The S&P 500 Price index returned 9.84% in 2016 – and that is the number you’ll see quoted most often in the press. However, a more extensive calculation including dividends reveals that the true 2016 S&P 500 return was roughly 12.25%.
Including Dividend Reinvestment is the Key to True Return Comparisons on the S&P 500
We know… if you’ve been following us for a while, we tend to beat the dividend reinvestment drum quite a bit. For the vast majority of investors (if not 100%) it’s the actual benchmark to check against.
Although dividend timing, fees, slippage, taxes and other factors will cause individual returns to vary from the 12.25% number quoted, it’s a closer approximation than price returns. Assuming price returns are accurate is also assuming that investors in some way discard their dividends.
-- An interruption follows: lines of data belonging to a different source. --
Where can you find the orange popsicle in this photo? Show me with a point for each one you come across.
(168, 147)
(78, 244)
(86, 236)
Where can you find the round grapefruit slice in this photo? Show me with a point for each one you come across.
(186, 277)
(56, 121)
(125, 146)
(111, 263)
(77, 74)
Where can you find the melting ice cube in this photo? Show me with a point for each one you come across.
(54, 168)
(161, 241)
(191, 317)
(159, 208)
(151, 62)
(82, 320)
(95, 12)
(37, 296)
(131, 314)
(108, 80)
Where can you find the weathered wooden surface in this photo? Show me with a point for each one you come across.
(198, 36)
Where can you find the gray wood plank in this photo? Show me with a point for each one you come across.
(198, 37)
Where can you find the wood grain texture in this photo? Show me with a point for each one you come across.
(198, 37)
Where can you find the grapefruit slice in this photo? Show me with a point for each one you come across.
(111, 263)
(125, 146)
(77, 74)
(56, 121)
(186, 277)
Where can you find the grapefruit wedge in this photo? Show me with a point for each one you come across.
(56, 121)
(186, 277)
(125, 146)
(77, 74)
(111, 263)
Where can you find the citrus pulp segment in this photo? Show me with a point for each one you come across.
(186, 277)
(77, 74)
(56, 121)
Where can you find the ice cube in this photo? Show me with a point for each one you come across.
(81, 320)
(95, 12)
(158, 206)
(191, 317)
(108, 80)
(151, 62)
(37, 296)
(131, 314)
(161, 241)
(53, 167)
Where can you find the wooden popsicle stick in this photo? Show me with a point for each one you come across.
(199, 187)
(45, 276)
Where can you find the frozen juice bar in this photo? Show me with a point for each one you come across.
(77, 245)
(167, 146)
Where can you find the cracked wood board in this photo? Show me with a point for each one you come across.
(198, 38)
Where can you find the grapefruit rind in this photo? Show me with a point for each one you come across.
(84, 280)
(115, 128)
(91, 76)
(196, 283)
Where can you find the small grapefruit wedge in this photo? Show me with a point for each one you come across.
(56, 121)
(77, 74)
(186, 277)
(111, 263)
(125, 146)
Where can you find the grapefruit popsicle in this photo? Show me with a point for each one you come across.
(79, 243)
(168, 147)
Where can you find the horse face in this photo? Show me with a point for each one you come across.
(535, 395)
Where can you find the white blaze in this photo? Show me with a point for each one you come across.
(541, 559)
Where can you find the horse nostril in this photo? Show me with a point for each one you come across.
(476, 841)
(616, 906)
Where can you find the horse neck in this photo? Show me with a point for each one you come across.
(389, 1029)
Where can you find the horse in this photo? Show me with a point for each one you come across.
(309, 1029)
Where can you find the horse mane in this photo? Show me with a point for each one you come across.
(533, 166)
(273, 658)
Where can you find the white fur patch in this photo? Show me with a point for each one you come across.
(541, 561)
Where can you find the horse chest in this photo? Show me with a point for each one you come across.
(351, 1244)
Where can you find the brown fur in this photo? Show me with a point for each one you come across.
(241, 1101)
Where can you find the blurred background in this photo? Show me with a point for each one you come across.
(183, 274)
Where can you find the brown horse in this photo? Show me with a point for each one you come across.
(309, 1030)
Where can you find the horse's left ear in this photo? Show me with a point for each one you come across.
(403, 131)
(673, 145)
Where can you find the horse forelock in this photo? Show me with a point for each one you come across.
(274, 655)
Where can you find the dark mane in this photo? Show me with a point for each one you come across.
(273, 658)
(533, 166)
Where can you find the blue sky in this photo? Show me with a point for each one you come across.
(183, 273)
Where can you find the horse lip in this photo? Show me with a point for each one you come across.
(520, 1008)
Unless investors are using burning dividend checks to heat their houses, this can’t be accurate.
We get these numbers from S&P Dow Jones Indices, the owner of the S&P 500. They estimate the effect of immediately reinvesting dividend payments of S&P 500 companies in the index.
Although DQYDJ doesn’t have calculators with daily resolution, we have built some tools to look at monthly total returns and the S&P 500:
- S&P 500 Dividend Reinvestment Calculator
What would a lump sum purchase in a month have returned in some time period?
- S&P 500 Periodic Reinvestment and Dividend Calculator
Possibly assuming some taxes and fees as well as additional investment, what’s a good estimate of a period’s returns?
- S&P 500 Historical Return Calculator
Aggregating all time periods in the data set, what returns and variance have we seen in the past over those periods?
- CAPE Calculator
A calculator which computes the Cyclically Adjusted Price to Earnings Ratio on the S&P for your choice of time period (default: ten years).
The 2016 S&P 500 Return
Simply including some accounting for dividends was the difference between a ‘single digit’ and a 10+% return on the S&P 500. Make sure you use the right one when you’re benchmarking your own portfolios (and be sure to account for your own dividends!).
Here are the exact numbers for the S&P 500 in 2016. We used the opening price on 1/4/2016 and the closing price on 12/30/2016 for these calculations. (Ed: As pointed out by Sagitta in the comments, another methodology would be to use the close price last year as the start point – in that case you’d be looking at ~ 11.96% gain).
|01/04/2016 Open||12/31/2016 Close||Annual Return|
|S&P 500 Total Return||3811.74||4278.67||12.25%|
|S&P 500 Index||2038.20||2238.83||9.84%|
Where do you see the S&P 500 going in 2017? Will it do as well as in 2016?